Old School Tech Skills

Something that I have noticed working in IT for the last 20 or so years is that the critical thinking and problem solving skills appear to have diminished with the most recent crop of CS grads.  Perhaps this is an unfair characterization, maybe there is less emphasis on ‘the fundamentals’ in the current CS curriculum.  As an example, if you give a set of requirements to a recent grad, their first instinct is to go try to download something from the Internet and start customizing it.  While I applaud the apparent desire to re-use existing code bases, Im not sure that this practice makes them prudent or dependent on the work of others for productivity.  A similar issue exists when a problem or issue comes up — zoom, straight to Google.  If someone else hasn’t solved the problem, well, then it must not be workable — better download someone elses work and ‘fix’ the problem that way.  The other symptom is that inevitably, when asked to do something new, the newbies will insist on having a training class on it.  Suggest picking up a book and building a prototype to learn and you will be rewarded with a grimace as if you had asked them to drink their own vomit.

I contrast this with my education and career where I felt that I had a good grounding in fundamentals (how operating systems, programming languages, databases, networks and other building blocks work).  Having these in place, I have successfully been able to apply and extend by knowledge base without being dependent on someone else providing me with an answer.  I remember one of my first jobs, I showed up and was told, ‘we just bought this minicomputer and we need you to set it up’.  Ok, hadn’t done that before, but love a good challenge.  I took the manuals home, came in the next day, setup the mini, did development on it and it was solid for years.  This has been repeated over the years as, at various times, I was a database administrator, network engineer, computer operations manager, software developer, development manager and so on.  In each of these roles, building on the fundamentals and previous experience seemed natural to me — I wasn’t dependent on someone else solving the problem for me.

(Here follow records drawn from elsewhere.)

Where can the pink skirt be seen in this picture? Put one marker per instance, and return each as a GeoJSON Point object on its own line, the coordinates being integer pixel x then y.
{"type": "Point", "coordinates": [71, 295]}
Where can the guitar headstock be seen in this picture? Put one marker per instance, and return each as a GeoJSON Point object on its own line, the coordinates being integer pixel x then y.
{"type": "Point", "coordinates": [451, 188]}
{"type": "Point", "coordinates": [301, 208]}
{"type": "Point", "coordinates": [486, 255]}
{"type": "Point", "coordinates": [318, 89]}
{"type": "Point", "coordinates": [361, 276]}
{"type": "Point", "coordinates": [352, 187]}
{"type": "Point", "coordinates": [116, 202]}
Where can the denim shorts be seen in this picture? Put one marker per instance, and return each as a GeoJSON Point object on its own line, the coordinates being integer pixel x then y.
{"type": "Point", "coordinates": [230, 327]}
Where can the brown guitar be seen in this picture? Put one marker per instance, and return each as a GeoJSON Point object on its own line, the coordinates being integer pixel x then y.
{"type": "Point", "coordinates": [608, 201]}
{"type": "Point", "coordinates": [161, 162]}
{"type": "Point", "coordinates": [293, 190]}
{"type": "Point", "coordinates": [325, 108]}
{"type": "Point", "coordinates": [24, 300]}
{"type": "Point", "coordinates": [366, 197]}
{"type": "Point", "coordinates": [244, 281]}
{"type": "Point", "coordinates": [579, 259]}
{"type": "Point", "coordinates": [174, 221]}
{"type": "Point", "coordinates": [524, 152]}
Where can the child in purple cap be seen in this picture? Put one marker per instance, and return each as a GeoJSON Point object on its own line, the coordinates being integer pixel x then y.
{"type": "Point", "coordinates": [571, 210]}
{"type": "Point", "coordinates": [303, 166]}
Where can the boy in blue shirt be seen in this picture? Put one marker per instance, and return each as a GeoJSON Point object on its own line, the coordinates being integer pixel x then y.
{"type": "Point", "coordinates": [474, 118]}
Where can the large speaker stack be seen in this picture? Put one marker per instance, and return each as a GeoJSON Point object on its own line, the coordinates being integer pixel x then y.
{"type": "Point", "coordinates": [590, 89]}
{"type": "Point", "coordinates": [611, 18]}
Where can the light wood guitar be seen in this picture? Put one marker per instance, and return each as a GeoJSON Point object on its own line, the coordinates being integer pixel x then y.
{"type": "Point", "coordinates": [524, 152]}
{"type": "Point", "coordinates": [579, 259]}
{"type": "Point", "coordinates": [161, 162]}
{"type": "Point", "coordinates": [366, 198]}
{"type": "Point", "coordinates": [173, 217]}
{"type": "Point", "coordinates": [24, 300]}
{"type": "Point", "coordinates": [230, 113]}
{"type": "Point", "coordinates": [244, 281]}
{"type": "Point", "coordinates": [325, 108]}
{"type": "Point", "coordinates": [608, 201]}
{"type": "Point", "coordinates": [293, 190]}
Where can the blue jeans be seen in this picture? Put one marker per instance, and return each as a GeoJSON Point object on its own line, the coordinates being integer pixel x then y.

There also seems to be the glamor effect at play here as well.  Because there is so much access to so much ‘stuff’ via the Internet, new developers feel the need (if not the RIGHT) to only use the tools and practices that are cool at the moment.  The whinging that accompanies constraining the technology set can be deafening.  In retrospect, somehow I have managed to use the tools at hand to solve the problem at hand without needing to do it with the ‘tool of the moment’ or wasting time on ‘if only…’ .  Oh well, this presents the opportunity to mentor and lead by example.  Maybe an old dog can teach some (not so) new tricks.